The Department, including lecture rooms and laboratories, is fully networked.

For mobile users, wired computer network access is augmented with wireless hotspots within the department.

Students have access to two computer laboratories: one assigned for undergraduate use (Computer Room 1) and the other for postgraduate students (Computer Room 2). The undergraduate lab is open between the hours of 9:00a.m. and 5:00p.m., and is sometimes used to accommodate courses requiring computer access. Both Laboratories feature Pentium-based machines with word processing, statistical and GIS software packages.

Access to Course Material
OurVLE, a campus-wide virtual learning environment software, provides access to course material via the web. Only lecturers and registered students of the course have access to material on the OurVLE site.

Printing Services
Printing is provided for students in the Documentation Centre, which supports printing from both computer labs, and is located on the 2nd floor of Block G. Both black and white and colour printing is available at a charge to students.

The Herbarium

What is a Herbarium?
A collection of well documented, preserved (usually pressed and dried) plant samples equipped with the name (if available), date, geographical and collectors data, and is typically archived in natural history collections.

Why is a herbarium important?
Herbaria are essential for the study and verification of plant identification and classification, the study of geographic distributions, the standardizing of nomenclature (the system of naming plants), genetic research, and also to document "type specimens" (specimens of original naming).

The Life Sciences Herbarium
The Herbarium at UWI is one of two herbaria in Jamaica. It was founded in the late 1950's by Dr.

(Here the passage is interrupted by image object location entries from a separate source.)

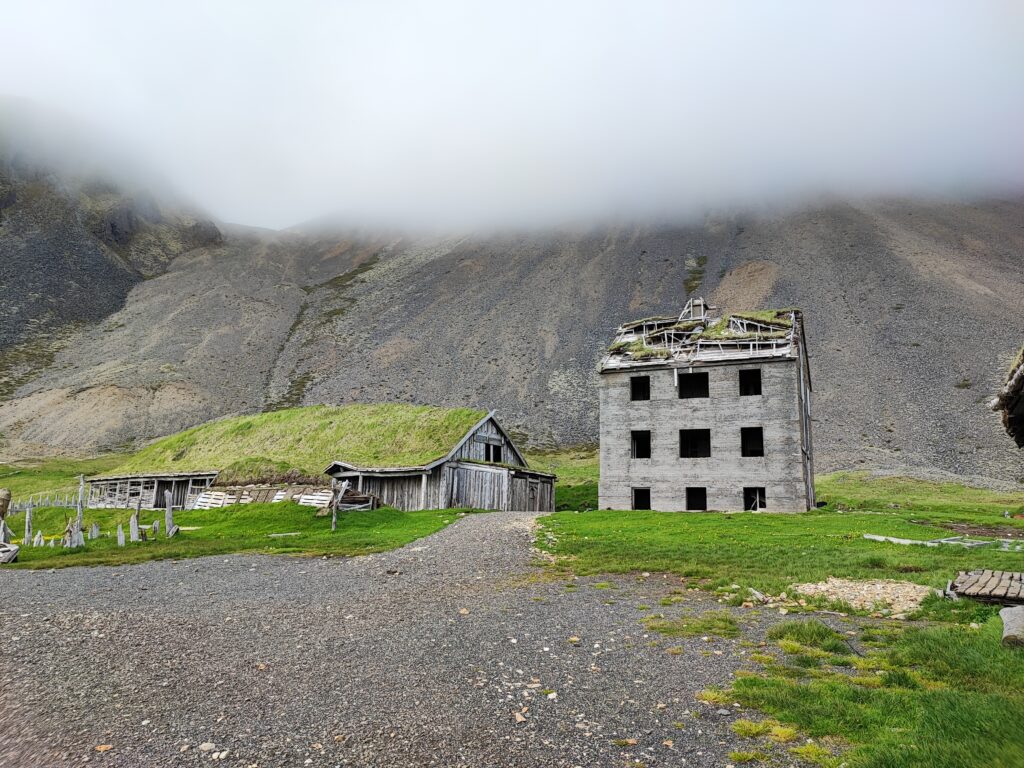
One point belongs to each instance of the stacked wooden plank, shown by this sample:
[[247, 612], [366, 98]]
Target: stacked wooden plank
[[1003, 587]]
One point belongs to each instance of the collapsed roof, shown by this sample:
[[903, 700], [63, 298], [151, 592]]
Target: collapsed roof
[[1011, 400], [699, 335]]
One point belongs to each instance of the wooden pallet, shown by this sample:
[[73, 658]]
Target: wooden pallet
[[1004, 587]]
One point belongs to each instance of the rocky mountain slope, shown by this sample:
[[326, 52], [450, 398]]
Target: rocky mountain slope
[[130, 321]]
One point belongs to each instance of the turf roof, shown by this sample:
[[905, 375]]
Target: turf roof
[[309, 438]]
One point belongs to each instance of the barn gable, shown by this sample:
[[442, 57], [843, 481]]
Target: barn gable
[[482, 470]]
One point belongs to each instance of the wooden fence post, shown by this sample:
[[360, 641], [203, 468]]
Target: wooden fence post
[[169, 525], [133, 522], [5, 534]]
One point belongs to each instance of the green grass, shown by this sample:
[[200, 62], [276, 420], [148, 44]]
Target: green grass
[[305, 440], [795, 548], [238, 528], [718, 623], [940, 695], [811, 633], [578, 475], [25, 478], [953, 698]]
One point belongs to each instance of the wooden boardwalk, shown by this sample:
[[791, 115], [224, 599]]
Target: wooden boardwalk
[[1005, 587]]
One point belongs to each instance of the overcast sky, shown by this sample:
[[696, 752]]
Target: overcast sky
[[475, 114]]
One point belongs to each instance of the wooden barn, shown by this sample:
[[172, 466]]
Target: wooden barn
[[482, 469]]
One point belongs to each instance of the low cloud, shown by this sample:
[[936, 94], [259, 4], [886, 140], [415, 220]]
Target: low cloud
[[457, 115]]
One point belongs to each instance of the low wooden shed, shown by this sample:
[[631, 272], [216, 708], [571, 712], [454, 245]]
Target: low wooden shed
[[128, 491], [482, 469]]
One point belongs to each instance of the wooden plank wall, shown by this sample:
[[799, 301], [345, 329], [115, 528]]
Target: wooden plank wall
[[487, 432]]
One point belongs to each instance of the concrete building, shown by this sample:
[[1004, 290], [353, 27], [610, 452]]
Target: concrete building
[[707, 412]]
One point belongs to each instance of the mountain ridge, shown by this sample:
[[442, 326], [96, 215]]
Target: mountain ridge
[[910, 312]]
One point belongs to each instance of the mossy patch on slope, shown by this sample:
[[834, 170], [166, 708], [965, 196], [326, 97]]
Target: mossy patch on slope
[[307, 439]]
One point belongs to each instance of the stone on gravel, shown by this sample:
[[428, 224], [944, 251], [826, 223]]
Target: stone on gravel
[[1013, 625]]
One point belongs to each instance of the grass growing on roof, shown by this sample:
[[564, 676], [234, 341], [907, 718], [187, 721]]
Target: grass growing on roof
[[307, 439], [243, 527]]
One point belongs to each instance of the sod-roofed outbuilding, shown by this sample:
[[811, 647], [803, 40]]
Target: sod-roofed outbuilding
[[471, 463], [391, 451]]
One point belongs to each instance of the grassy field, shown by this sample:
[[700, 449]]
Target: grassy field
[[238, 528], [934, 695], [52, 474], [578, 472], [770, 551]]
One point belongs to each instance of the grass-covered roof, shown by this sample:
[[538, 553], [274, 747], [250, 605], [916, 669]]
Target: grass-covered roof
[[653, 339], [304, 440]]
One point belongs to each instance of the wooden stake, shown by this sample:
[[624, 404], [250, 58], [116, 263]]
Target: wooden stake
[[133, 522], [169, 525]]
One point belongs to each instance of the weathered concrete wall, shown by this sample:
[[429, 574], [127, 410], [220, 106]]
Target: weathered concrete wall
[[726, 473]]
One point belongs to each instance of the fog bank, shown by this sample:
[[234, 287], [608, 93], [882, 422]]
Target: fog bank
[[461, 115]]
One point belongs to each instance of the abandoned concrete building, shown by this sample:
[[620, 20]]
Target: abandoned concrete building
[[481, 469], [705, 412]]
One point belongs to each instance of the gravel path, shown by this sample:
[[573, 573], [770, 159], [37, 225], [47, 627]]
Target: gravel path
[[423, 655]]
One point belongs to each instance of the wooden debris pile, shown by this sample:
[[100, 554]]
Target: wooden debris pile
[[1000, 587]]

Charles D. Adams, however, the collection ranges in age from the 1880's to present. It currently houses over 35,000 plant specimens collected in Jamaica, and as such, may be regarded as a small- to medium-sized herbarium. The other local herbarium is located at the Institute of Jamaica and it houses over 120,000 specimens.

Currently, a joint Life Sciences/IOJ project is seeking to digitize the collections of both herbaria and make the information accessible via the World Wide Web.